Microsoft announced a redesigned look for its Copilot AI search and chatbot experience on the web (formerly known as Bing Chat), new built-in AI image creation and editing functionality, and Deucalion, a fine tuned model that makes Balanced mode for Copilot richer and faster [Details].
Roblox introduced AI-powered real-time chat translations in 16 languages [Details].
Hugging Face launched Assistants feature on HuggingChat. Assistants are custom chatbots similar to OpenAI’s GPTs that can be built for free using open source LLMs like Mistral, Llama and others [Link].
DeepSeek AI released DeepSeekMath 7B model, a 7B open-source model that approaches the mathematical reasoning capability of GPT-4. DeepSeekMath-Base is initialized with DeepSeek-Coder-Base-v1.5 7B [Details].

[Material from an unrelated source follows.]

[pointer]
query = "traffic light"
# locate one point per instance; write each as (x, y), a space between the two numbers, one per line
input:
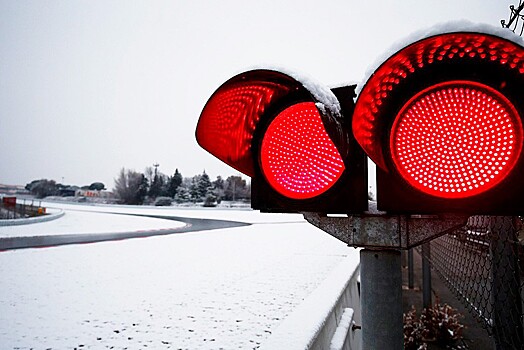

Microsoft is launching several collaborations with news organizations to adopt generative AI [Details].
LG Electronics signed a partnership with Korean generative AI startup Upstage to develop small language models (SLMs) for LG’s on-device AI features and AI services on LG notebooks [Details].
Stability AI released SVD 1.1, an updated model of Stable Video Diffusion model, optimized to generate short AI videos with better motion and more consistency [Details | Hugging Face] .
OpenAI and Meta announced to label AI generated images [Details].
Google saves your conversations with Gemini for years by default [Details].
🔦 Weekly Spotlight
A completely open-source AI Wearable device like Avi’s Tab, Rewind’s pendant, and Humane’s Pin [Link].
The Abundance Agenda by a16z: How AI will transform consumer technology [Link].
localllm by Google Cloud: Run LLMs locally on Cloud Workstations [Link].
In-browser background removal. Runs locally in your browser, powered by the RMBG V1.4 model [Link].
🔍 🛠️ AI Toolbox: Product Picks of the Week
Dorik AI: Generate websites with a prompt and edit without code
Galileo AI: a UI generation platform for easy and fast design ideation. It’s now open to all
Wondera: Karaoke and transform any songs in your AI voice
📕 📚 AI Skillset: Learn & Build
Mistral Getting Started guide by Mistral AI - covers prompting, RAG and embeddings [Link].
A guide to upscaling images with AI by Replicate [Link].
Thanks for reading and have a nice weekend! 🎉 Mariam.